Zwei Jahre später feierten wir in etwas anderem Rahmen, aber mit einigen Elementen der Ausstellung von 2020, die Einweihung der neuen Friedensanlage in der Annastraße. Diese Friedensanlage steht für eine Zeit, in der die Gesellschaft in Deutschland - eingebettet in ein europäisches Bündnis - Frieden, Wohlstand und eine Vielzahl von Freiheiten genießen konnte. Gut zwei Monate vor dieser Feier allerdings waren russische Truppen in die Ukraine eingefallen. Erzhausen mit seiner ukrainischen Partnerstadt und langjährigen freundschaftlichen Beziehungen in die Ukraine war geschockt und betroffen vom Leid, das in der Folge über die Bevölkerung dort hereinbrach.
Zur Realität über 75 Jahre Frieden in Deutschland gehört auch, dass in anderen Teilen der Welt in dieser Zeit Kriege und kriegerische Auseinandersetzungen stattfanden. Die Feier zur Einweihung der Friedensanlage mit zahlreichen Gästen beleuchtete auch diesen Aspekt in eindrucksvollen Vorträgen von einer Schülerin und einem Schüler der Hessenwaldschule. Der evangelische Pfarrer Marcus Großkopf und der katholische Theologieprofessor Michael Raske mahnten in eindringlichen Ansprachen zu Frieden und friedlichem Zusammenleben.

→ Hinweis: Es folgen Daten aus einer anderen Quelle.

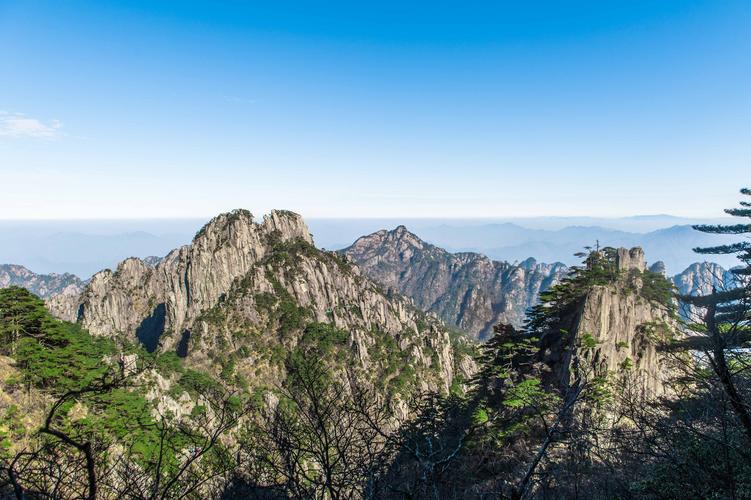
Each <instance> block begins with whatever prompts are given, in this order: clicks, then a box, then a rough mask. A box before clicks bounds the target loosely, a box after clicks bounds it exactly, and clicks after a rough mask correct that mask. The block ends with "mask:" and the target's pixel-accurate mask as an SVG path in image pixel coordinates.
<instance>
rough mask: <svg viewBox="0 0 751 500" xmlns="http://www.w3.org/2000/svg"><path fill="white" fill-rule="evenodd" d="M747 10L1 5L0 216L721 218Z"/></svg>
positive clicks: (233, 3) (280, 2)
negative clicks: (213, 214)
mask: <svg viewBox="0 0 751 500" xmlns="http://www.w3.org/2000/svg"><path fill="white" fill-rule="evenodd" d="M750 27H751V8H750V6H749V4H748V2H744V1H740V0H733V1H729V2H712V1H709V0H701V1H697V2H680V1H672V0H671V1H665V2H646V1H637V2H628V3H623V4H615V3H603V2H593V1H581V2H566V3H559V2H542V3H536V4H525V3H518V2H493V3H483V2H480V3H477V4H474V5H472V6H471V7H468V6H467V5H466V4H465V3H451V2H448V3H442V4H432V3H426V4H423V3H420V2H416V3H410V4H404V3H403V2H379V3H378V4H376V5H368V4H353V3H346V2H334V3H327V4H325V5H317V4H315V3H307V2H303V3H297V2H293V3H287V2H274V3H271V4H253V3H236V2H235V3H216V2H200V1H186V2H179V3H169V4H149V5H148V7H146V6H145V5H142V4H139V3H138V2H96V3H91V2H81V1H70V2H50V1H41V2H23V1H15V0H11V1H5V2H0V44H2V46H3V47H8V48H11V47H12V50H4V51H2V52H0V72H1V73H2V74H3V75H4V77H3V78H2V79H1V80H0V172H1V173H2V175H3V181H4V183H5V184H6V185H8V186H12V189H8V190H6V191H5V192H4V196H3V197H2V198H0V216H2V217H3V218H12V219H16V218H31V219H36V218H87V217H92V216H96V217H98V218H142V217H155V216H158V217H162V218H173V217H184V218H195V217H204V214H217V213H220V212H225V211H227V210H229V209H232V208H234V207H241V206H249V205H250V206H253V207H255V208H256V209H260V210H259V212H264V213H265V212H268V210H269V209H270V208H273V207H286V208H289V209H291V210H294V211H296V212H298V213H302V214H304V215H305V216H306V217H319V218H320V217H341V216H343V215H346V216H352V217H398V216H399V215H400V214H409V215H410V216H411V217H430V216H436V217H461V218H466V217H478V216H490V217H510V216H511V217H528V216H544V215H546V214H556V213H570V214H585V215H586V214H597V215H600V216H624V215H627V214H628V213H633V212H639V213H675V214H678V215H682V216H690V217H697V216H701V217H712V216H714V215H715V214H716V215H720V214H721V213H722V209H724V208H727V207H730V206H734V205H735V203H736V201H737V190H738V188H739V187H741V186H742V185H743V184H744V183H745V182H746V181H747V177H748V159H749V158H751V143H750V142H749V141H748V137H749V135H751V123H750V122H749V120H748V116H749V115H751V87H749V86H748V85H747V82H748V80H749V76H751V62H750V61H751V59H749V58H748V53H749V52H750V51H751V38H749V37H748V36H747V34H748V32H749V28H750Z"/></svg>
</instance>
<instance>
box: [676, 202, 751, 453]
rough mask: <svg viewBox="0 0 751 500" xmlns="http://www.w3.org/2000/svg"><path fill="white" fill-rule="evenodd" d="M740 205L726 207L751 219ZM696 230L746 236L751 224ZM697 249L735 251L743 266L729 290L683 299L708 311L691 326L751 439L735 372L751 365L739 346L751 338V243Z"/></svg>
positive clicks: (702, 250)
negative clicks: (742, 263)
mask: <svg viewBox="0 0 751 500" xmlns="http://www.w3.org/2000/svg"><path fill="white" fill-rule="evenodd" d="M741 194H744V195H746V196H751V189H748V188H744V189H741ZM740 205H741V208H731V209H727V210H725V212H726V213H728V214H729V215H732V216H735V217H746V218H751V202H747V201H741V203H740ZM694 229H696V230H698V231H702V232H705V233H713V234H731V235H744V234H751V224H748V223H746V224H733V225H696V226H694ZM694 251H695V252H697V253H701V254H709V255H723V254H724V255H732V254H735V255H736V256H737V257H738V259H739V260H740V261H741V262H743V264H744V265H743V266H740V267H737V268H734V269H732V272H733V273H734V275H735V277H736V280H735V286H733V287H731V288H730V289H727V290H717V289H716V288H714V287H713V289H712V293H711V294H710V295H705V296H699V297H691V296H684V297H681V300H683V301H684V302H686V303H688V304H692V305H694V306H697V307H699V308H701V309H703V310H704V311H705V313H704V316H703V318H702V321H701V322H700V324H694V325H690V328H691V330H693V333H695V334H701V335H703V336H704V337H705V339H706V340H708V342H706V343H705V344H704V345H703V348H702V349H703V350H704V354H705V356H706V358H707V360H708V362H709V365H710V366H711V368H712V370H713V371H714V372H715V374H716V375H717V377H718V379H719V381H720V383H721V384H722V388H723V390H724V391H725V393H726V395H727V396H728V399H729V401H730V404H731V406H732V408H733V411H734V412H735V414H736V416H737V417H738V419H739V420H740V422H741V424H742V425H743V428H744V430H745V433H746V435H747V437H748V440H749V442H751V411H750V410H749V405H748V404H747V403H746V401H745V399H746V398H744V396H743V395H742V394H741V391H739V389H738V385H737V383H736V375H737V374H738V373H739V372H740V371H743V370H745V369H747V368H748V367H749V366H751V363H749V360H748V356H747V355H746V354H745V353H743V352H742V351H739V348H740V347H742V346H743V345H744V343H745V342H747V341H748V340H749V338H751V336H750V335H749V334H751V243H750V242H747V241H743V242H739V243H734V244H730V245H719V246H714V247H705V248H695V249H694Z"/></svg>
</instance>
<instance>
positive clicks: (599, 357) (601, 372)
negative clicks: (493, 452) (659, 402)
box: [533, 247, 677, 397]
mask: <svg viewBox="0 0 751 500" xmlns="http://www.w3.org/2000/svg"><path fill="white" fill-rule="evenodd" d="M602 255H603V256H602V257H600V258H599V260H598V261H597V263H596V264H594V265H593V264H592V262H594V260H592V258H591V257H590V262H589V263H588V266H589V267H588V268H586V269H584V270H581V271H580V272H579V274H578V275H577V277H576V278H574V279H570V280H569V279H567V280H564V281H563V282H562V284H561V285H560V286H559V287H558V289H556V290H554V291H553V292H554V293H556V296H557V297H558V298H557V299H556V302H554V303H551V304H552V305H551V304H548V312H543V311H544V309H540V308H538V313H543V314H544V315H545V316H546V317H545V322H544V323H539V322H538V324H541V325H542V326H541V327H540V328H539V329H538V331H536V332H535V333H537V334H540V343H541V352H540V358H541V360H542V362H543V363H544V364H545V365H546V366H547V367H548V370H549V373H550V374H551V377H552V380H553V381H554V383H555V385H559V386H561V387H567V386H568V385H570V384H571V383H572V377H573V376H574V374H575V373H577V372H580V369H584V371H587V372H588V373H589V376H612V375H616V376H618V377H621V376H625V375H627V376H628V377H629V379H630V380H631V381H632V382H633V383H634V384H635V387H637V388H638V389H639V390H640V391H641V392H642V393H643V394H644V395H645V396H647V397H655V396H660V395H663V394H665V393H667V392H669V390H670V389H669V379H670V374H671V371H670V368H669V366H668V364H669V363H668V358H667V357H665V356H664V355H663V353H662V352H661V350H660V347H659V346H660V343H661V341H663V340H667V339H669V338H671V337H674V336H675V335H677V322H676V316H675V311H674V310H673V300H672V297H671V293H670V290H671V286H672V284H671V283H670V281H669V280H668V279H667V278H665V277H664V276H663V275H661V274H659V273H655V272H653V271H650V270H648V269H647V266H646V263H645V261H644V252H643V251H642V249H641V248H638V247H636V248H632V249H630V250H627V249H625V248H620V249H617V250H616V249H612V252H611V253H610V255H606V254H605V253H603V254H602ZM595 266H597V267H595ZM593 269H594V271H593ZM569 294H570V295H569ZM533 316H534V315H533ZM533 323H534V320H533Z"/></svg>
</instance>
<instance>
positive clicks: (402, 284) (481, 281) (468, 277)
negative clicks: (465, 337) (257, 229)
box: [342, 226, 566, 339]
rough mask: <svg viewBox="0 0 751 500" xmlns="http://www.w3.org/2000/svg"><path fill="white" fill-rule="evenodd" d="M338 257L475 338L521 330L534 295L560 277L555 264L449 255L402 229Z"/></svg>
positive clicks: (395, 229) (357, 247) (546, 288)
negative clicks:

An unserem heutigen Festtag zum vierzigjährigen Jubiläum des Ortskundlichen Arbeitskreises wissen wir um einen weiteren ernsten Konflikt, da nach dem Massaker der Hamas in Israel auch dort ein Krieg tobt. Dieser Krieg veranlasst Menschen auf der ganzen Welt, tiefe Wunden, die die Geschichte auf beiden Seiten hinterlassen hat, zum Anlass für Gewalt und Hassaktionen zu nehmen. Menschen aus Regionen, die ebenfalls eine schmerzliche Geschichte haben, die Gewalt, Verluste, Vertreibung, Hunger und Armut, erlebt haben, sind auf der Suche nach einem Ventil für ihren Schmerz oder nach Gerechtigkeit. Wir beobachten, wie unsere Gesellschaft aus dem Ausland versucht wird zu destabilisieren und wie sich die Mächte und Kräfte in der Weltordnung verschieben.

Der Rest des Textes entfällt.